Un nouveau cri résonna, puis un second, suivi d'un long et lourd silence. Lydia et Vallie se fixèrent, retenues l'une par l'autre de plonger dans une profonde terreur face à ce qui pouvait arriver.
Agatha sortit de son laboratoire. Un masque à gaz protégeait sa bouche. Aeron qui sortit juste après en portait un identique.
– Prépare la prochaine attaque, nous frapperons dans deux semaines, et nous lâcherons quelques bombes ce soir, ordonna-t-elle d'une voix étouffée par le masque.
Il hocha la tête et disparut dans le couloir. Agatha, elle, retira son masque et s'assit au sol, face aux deux cellules de Lydia et Vallie.

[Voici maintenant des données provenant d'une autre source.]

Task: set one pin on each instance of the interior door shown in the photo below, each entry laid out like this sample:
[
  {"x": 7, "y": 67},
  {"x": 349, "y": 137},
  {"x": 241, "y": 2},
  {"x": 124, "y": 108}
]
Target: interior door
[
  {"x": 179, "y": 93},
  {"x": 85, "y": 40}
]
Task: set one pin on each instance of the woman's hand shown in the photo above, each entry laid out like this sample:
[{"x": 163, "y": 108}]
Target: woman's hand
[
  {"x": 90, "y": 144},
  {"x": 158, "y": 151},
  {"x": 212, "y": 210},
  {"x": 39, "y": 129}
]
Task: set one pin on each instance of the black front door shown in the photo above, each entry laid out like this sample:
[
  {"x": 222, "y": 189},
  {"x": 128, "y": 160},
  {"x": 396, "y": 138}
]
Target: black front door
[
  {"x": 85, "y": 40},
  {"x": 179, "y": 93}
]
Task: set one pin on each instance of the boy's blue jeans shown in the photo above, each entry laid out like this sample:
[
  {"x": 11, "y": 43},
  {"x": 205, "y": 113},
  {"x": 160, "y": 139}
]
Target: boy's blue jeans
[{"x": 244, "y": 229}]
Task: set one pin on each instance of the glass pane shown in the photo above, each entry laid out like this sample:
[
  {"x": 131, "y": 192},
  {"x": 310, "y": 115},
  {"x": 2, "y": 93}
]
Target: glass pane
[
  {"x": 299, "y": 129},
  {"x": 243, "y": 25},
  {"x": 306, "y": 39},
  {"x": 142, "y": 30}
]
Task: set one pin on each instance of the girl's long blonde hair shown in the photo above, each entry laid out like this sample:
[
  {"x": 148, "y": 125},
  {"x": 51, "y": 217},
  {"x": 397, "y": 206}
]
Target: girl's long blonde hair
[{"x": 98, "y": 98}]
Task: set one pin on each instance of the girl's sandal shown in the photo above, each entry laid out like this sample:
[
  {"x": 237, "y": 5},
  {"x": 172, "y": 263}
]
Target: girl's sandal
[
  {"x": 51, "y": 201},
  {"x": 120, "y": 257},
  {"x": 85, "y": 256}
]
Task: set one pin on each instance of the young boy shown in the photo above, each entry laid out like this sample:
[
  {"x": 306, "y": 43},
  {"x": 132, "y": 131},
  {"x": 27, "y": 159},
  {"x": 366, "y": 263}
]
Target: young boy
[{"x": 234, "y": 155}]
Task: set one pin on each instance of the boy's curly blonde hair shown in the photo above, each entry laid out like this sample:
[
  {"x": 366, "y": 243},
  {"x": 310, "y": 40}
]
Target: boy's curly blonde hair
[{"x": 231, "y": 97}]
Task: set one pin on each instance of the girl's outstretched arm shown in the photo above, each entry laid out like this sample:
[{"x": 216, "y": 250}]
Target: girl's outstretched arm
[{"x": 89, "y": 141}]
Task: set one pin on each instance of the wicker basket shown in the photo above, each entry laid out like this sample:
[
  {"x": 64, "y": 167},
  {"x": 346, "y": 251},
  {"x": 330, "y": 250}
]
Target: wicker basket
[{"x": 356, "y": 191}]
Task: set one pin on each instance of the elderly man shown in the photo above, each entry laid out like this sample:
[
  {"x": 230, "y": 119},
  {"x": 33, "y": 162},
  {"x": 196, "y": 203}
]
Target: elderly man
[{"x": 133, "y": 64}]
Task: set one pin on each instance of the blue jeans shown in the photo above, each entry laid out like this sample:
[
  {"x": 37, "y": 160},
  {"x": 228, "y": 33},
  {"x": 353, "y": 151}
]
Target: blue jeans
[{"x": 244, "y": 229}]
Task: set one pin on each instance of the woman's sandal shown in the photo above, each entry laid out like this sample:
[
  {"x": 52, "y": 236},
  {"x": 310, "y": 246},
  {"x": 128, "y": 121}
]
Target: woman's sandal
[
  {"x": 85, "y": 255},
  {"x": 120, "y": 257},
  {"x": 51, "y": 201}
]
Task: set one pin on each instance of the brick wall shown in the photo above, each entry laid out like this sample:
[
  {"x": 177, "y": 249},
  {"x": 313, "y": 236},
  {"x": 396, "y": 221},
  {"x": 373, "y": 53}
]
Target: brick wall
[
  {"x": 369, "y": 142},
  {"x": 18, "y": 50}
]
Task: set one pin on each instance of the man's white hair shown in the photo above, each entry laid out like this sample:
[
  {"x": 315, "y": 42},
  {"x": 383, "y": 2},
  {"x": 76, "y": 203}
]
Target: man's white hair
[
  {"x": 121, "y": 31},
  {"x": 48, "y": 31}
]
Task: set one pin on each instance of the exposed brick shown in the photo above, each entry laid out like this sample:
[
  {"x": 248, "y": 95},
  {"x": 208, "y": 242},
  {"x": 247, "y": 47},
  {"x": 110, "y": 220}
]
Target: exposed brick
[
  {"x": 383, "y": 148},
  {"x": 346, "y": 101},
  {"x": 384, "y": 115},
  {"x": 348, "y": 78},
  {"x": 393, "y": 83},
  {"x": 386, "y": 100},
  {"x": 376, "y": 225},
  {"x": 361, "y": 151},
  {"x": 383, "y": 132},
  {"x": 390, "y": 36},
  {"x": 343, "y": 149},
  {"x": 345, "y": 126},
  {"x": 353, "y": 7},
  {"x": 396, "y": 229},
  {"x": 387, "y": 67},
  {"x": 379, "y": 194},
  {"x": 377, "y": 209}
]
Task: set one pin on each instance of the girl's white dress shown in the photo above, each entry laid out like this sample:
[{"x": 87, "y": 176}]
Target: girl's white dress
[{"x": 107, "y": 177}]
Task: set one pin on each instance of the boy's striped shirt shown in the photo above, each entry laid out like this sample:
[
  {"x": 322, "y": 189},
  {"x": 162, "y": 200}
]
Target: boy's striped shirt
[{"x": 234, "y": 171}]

Elle les regarda tour à tour, en silence, sans bouger, sans rien laisser paraître de ce qu'elle pensait. La sorcière s'était recroquevillée dans un coin, mais la scientifique ne fit rien. Elle se contenta de les observer. Pendant un instant, alors qu'elle venait de jeter un coup d'œil à Vallie, qui tenait à peine assise, Lydia crut apercevoir un éclat de joie dans le regard d'Agatha.
Pas une joie sadique, mais un réel bonheur. A quoi pouvait-elle penser ? Quelle pensée, quel souvenir pouvait bien la rendre heureuse ainsi, et apathique la seconde d'après. Comment son esprit avait pu sombrer au point que sa quête existentielle soit mue par une folie si lucide ?
Lydia n'eut aucune réponse. Agatha se leva enfin et retourna dans son bureau. Ses hommes emportèrent deux corps ce soir-là. Celui d'un vampire de seize ans et celui d'une fée de quatorze ans qui avait été vidée de son sang.